Increase penalties: Raise the maximum statutory penalty from "three years of fixed-term imprisonment" to "five years of fixed-term imprisonment", and impose a fine concurrently.
In conclusion, under the grand narrative of the comprehensive registration system, harsh laws and severe punishments are not the goal but the means. The ultimate goal is to force all market entities to fulfill their duties and responsibilities through clear and strict legal responsibilities, jointly shaping a healthy ecosystem where issuers disclose information truthfully, intermediary institutions provide professional screening, and regulators severely punish fraud, thereby laying the most solid legal foundation for the high-quality development of China's capital market.
(3) The crime of issuing stocks, futures or corporate bonds without authorization
As the author analyzed in the second article of this series, the greatest risk of this crime lies in its distinction from the crime of illegally absorbing public deposits. This crime itself is a minor crime and is rarely recognized in judicial practice. However, the similar crime of illegally absorbing public deposits is widely applied in practice. With the intensification of the crackdown on securities and futures-related crimes, For some criminal acts, there is actually room to determine this crime instead of simply identifying it as a crime of illegal fundraising. In other words, the criminal risk of this crime does not lie in the charge itself, but in the possibility of sliding into a more serious crime.
If it can be proved that the act of issuing stocks is genuine, it may constitute this crime.

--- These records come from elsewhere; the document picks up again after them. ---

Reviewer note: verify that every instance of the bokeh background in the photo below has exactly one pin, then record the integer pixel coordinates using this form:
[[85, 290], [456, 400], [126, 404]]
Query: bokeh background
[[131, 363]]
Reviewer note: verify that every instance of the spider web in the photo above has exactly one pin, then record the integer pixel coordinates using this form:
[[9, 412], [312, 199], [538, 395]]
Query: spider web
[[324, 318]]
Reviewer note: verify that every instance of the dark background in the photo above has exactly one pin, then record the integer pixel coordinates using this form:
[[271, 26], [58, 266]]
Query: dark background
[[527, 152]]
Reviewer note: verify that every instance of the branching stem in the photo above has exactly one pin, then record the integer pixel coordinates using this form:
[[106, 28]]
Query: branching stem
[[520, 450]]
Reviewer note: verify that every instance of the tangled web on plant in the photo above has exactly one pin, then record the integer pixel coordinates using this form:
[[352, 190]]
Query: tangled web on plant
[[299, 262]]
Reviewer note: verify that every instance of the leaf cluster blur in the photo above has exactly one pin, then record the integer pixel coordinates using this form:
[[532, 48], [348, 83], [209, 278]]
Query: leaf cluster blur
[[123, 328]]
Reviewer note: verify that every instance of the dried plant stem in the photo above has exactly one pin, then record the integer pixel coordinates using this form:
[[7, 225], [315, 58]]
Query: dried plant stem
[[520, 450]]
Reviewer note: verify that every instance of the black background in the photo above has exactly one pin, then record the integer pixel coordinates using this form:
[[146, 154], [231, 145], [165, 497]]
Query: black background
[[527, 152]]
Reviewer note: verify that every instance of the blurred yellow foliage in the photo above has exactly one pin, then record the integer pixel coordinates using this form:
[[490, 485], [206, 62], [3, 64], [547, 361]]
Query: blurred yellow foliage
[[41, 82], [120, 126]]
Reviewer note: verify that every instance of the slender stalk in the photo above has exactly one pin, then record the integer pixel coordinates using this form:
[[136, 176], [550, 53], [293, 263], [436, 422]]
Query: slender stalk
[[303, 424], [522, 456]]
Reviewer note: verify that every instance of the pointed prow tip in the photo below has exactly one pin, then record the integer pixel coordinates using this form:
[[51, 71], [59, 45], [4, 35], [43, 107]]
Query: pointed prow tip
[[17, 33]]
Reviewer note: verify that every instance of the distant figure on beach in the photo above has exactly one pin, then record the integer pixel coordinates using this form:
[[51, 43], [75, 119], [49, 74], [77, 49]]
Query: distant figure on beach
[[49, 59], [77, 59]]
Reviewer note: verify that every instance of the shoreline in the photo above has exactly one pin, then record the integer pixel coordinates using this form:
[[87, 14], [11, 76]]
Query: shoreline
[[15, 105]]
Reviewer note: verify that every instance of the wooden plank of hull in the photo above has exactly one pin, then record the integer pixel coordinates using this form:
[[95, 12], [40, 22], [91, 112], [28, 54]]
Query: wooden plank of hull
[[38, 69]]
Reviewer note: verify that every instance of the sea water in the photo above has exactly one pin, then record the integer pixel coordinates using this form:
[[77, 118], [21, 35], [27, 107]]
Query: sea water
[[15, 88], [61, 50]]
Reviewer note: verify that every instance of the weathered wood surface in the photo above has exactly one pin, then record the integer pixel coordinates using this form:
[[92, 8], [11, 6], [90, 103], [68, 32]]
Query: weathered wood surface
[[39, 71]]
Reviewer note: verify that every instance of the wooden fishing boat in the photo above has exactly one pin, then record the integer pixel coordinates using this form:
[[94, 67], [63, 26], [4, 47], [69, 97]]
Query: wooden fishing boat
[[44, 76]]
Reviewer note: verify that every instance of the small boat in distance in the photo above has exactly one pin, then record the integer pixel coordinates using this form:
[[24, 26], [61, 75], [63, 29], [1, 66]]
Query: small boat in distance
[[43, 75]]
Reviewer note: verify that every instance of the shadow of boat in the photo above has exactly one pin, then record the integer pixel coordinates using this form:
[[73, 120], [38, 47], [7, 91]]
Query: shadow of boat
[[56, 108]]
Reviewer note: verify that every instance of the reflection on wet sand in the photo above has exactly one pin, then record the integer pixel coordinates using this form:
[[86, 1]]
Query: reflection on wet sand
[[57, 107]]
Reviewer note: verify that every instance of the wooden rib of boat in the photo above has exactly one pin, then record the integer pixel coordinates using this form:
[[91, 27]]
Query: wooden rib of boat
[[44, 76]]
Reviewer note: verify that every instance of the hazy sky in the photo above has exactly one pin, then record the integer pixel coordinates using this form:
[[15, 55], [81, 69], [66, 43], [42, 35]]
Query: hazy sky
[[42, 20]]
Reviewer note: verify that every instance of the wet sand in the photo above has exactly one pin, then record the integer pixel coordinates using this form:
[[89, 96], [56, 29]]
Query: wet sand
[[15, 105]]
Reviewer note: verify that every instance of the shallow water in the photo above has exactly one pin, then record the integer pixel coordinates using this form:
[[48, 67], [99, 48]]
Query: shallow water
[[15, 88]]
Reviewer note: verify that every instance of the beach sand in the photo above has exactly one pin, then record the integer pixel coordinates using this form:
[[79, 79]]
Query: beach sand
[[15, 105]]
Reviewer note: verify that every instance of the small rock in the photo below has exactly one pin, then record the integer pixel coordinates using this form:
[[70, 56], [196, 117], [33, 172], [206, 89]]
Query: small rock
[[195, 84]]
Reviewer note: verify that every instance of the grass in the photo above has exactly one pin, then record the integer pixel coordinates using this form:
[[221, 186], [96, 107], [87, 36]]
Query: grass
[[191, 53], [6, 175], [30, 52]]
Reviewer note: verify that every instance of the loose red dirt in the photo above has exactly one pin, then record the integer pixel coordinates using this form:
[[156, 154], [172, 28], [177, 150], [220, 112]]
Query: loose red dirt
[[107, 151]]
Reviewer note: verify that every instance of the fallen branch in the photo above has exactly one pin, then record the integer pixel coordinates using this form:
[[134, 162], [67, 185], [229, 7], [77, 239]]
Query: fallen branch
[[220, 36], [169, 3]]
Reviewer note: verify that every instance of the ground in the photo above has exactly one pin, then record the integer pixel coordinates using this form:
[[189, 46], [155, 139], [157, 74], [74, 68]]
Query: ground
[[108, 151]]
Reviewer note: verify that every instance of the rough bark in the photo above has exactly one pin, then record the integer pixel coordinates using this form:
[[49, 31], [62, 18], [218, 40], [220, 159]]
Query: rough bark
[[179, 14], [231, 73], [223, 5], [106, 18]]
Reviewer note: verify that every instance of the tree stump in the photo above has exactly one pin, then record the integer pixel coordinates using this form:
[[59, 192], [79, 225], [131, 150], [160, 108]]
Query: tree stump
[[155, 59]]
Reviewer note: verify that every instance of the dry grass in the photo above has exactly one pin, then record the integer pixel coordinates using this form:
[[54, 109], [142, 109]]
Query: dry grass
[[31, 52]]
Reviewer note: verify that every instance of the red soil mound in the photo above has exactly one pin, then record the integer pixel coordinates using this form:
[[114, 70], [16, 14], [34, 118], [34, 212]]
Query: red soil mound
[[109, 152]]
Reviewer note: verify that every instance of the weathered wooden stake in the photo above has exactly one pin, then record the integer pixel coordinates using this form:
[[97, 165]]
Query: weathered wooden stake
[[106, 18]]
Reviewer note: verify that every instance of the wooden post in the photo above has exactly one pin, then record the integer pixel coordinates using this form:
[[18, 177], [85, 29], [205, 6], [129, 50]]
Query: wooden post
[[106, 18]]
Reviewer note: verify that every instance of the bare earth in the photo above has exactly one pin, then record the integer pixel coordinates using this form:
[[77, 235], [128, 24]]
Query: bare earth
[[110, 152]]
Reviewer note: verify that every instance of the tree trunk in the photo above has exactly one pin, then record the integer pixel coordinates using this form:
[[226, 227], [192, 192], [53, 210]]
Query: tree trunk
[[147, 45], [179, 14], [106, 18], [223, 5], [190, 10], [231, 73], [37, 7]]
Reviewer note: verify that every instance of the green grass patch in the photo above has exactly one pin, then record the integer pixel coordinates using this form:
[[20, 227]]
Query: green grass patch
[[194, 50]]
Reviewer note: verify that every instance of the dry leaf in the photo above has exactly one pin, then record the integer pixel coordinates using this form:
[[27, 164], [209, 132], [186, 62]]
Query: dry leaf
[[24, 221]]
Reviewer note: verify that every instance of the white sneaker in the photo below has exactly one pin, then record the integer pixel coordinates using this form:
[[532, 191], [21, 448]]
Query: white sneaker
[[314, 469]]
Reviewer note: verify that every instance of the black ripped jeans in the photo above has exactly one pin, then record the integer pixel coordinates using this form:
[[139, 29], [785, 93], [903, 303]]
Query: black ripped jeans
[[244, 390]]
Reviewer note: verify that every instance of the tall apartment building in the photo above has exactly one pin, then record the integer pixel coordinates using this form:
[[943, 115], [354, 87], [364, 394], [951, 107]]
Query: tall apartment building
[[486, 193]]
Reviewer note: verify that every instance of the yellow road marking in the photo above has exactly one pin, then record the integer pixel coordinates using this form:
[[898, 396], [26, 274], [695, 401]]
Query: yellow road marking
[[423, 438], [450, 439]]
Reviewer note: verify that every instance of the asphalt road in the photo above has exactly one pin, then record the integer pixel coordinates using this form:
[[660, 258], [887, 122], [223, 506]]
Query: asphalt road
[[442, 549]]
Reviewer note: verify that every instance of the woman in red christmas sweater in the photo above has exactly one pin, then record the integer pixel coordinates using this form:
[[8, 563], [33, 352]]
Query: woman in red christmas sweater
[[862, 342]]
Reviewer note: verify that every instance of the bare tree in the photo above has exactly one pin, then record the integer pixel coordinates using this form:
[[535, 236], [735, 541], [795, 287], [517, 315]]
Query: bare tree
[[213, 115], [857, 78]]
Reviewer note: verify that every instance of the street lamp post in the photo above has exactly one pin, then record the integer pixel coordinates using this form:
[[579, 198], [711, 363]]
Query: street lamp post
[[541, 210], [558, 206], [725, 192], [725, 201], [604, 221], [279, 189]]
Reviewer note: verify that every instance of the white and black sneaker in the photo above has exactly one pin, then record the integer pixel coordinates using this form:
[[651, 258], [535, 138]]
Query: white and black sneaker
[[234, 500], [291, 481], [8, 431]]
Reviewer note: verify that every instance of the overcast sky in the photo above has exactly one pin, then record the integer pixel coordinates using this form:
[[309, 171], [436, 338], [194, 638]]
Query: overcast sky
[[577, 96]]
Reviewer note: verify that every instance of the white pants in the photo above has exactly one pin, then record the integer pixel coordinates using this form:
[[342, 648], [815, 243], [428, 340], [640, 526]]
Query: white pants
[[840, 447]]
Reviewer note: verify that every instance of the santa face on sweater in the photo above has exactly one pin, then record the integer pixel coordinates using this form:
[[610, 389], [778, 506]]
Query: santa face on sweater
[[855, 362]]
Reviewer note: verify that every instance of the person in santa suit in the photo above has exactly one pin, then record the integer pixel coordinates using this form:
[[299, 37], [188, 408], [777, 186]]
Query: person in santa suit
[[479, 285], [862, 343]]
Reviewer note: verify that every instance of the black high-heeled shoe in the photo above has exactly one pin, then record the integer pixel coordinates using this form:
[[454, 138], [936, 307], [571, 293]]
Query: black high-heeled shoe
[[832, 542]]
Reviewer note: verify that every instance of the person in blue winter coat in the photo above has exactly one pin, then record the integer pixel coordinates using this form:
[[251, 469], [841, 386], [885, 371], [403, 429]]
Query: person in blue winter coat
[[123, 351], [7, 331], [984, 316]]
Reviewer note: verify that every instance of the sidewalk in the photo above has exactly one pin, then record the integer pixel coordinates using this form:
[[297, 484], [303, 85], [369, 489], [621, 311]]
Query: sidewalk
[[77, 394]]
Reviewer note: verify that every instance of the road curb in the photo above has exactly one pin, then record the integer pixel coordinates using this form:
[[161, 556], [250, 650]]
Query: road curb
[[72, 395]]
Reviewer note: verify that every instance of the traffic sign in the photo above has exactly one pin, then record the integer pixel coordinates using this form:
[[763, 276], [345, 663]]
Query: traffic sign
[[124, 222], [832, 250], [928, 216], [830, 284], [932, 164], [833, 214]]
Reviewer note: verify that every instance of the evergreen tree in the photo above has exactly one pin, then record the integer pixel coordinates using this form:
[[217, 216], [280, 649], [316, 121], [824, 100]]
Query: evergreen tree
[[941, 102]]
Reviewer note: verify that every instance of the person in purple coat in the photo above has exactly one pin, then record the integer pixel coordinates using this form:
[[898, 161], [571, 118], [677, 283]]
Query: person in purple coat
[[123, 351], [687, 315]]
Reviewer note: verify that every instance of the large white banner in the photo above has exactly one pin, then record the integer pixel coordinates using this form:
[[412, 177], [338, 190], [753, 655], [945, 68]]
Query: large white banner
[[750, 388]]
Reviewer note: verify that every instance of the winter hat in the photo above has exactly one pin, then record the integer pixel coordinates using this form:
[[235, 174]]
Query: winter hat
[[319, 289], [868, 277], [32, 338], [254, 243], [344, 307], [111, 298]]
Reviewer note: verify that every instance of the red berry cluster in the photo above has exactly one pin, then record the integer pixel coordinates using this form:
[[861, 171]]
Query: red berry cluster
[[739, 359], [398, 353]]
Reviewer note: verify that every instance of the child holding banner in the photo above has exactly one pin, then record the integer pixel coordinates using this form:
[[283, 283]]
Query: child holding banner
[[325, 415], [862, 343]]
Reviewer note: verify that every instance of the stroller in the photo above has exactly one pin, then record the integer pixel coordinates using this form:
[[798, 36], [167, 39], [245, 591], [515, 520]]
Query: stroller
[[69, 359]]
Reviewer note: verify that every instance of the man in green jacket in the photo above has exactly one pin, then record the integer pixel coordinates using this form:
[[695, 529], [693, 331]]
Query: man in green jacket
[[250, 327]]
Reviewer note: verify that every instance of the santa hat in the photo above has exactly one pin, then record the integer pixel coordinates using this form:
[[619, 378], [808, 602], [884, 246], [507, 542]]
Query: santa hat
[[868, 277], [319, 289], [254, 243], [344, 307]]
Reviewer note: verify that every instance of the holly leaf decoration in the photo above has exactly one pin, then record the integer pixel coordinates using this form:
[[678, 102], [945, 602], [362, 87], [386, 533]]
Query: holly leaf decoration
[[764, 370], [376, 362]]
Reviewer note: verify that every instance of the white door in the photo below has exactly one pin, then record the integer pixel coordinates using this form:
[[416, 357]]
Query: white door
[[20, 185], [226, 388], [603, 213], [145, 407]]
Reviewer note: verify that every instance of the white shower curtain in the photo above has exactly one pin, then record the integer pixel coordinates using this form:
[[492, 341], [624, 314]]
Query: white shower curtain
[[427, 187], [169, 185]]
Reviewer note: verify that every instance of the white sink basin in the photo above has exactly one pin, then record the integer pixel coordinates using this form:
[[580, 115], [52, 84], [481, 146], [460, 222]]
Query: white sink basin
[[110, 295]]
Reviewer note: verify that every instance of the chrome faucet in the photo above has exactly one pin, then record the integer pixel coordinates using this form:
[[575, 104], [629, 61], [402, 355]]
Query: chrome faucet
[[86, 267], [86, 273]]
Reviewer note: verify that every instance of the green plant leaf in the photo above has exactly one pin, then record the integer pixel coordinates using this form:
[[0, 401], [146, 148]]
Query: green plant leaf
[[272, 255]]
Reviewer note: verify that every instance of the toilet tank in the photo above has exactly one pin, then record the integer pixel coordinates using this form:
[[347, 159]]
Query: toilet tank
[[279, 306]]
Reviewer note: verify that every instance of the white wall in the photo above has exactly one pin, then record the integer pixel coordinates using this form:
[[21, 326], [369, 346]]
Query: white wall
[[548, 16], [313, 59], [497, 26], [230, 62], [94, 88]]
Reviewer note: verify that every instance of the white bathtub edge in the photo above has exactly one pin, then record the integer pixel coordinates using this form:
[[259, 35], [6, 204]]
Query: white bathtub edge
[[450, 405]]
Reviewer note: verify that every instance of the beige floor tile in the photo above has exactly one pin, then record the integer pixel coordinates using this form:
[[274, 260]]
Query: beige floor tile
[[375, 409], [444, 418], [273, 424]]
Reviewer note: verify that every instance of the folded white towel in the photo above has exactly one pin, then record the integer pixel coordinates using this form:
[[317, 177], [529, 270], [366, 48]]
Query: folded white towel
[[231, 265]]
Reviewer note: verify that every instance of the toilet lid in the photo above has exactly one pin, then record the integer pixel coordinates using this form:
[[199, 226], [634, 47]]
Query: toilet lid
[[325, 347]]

The judgment viewpoint of Case No. 1612 of "Criminal Trial Reference" : "The crime of issuing stocks, company bonds or enterprise bonds without authorization indeed involves the issuance of stocks and bonds. The funds raised have clear purposes and are actually used for the agreed projects. In terms of operation methods, there is no difference from the legal issuance of stocks. Its illegality lies in the fact that the issuance behavior has not been legally approved by the relevant departments." Of course, it remains a question to be discussed whether the substantive or formal requirements for the legal issuance of stocks must be met to satisfy this standard. However, at least for now, the judicial discretion standards have been clarified to a certain extent, and the substantive or formal standards have given a certain space for defense.
2. The repurchase and investment compensation clauses are not directly equivalent to "inducement"
If the repurchase and investment compensation clauses do not necessarily trigger, they cannot be regarded as having the feature of inducement. If the matters promised by the enterprise may be realized and, considering the enterprise's operating conditions, there is a nature of a put option, it is obviously different from the principal and interest guarantee commitment. At present, in judicial practice, the previous one-size-fits-all approach has been abandoned. The nature of the repurchase and investment compensation clauses has been gradually examined and distinguished to a certain extent from the principal and interest guarantee commitment, providing greater space for defense.
In conclusion, the legal supervision during the issuance stage of securities crimes is becoming increasingly strict. Enterprises need to pay attention to the potential serious blow that the hidden criminal risks in the issuance stage may cause to the enterprise in the future. However, at the same time, the boundary between this crime and that crime is gradually becoming clear, leaving more space for lawyers to prevent and control risks and defend. Enterprises have the opportunity to effectively control risks in the early stage of case development. Ensure the compliant operation of the listing after issuance.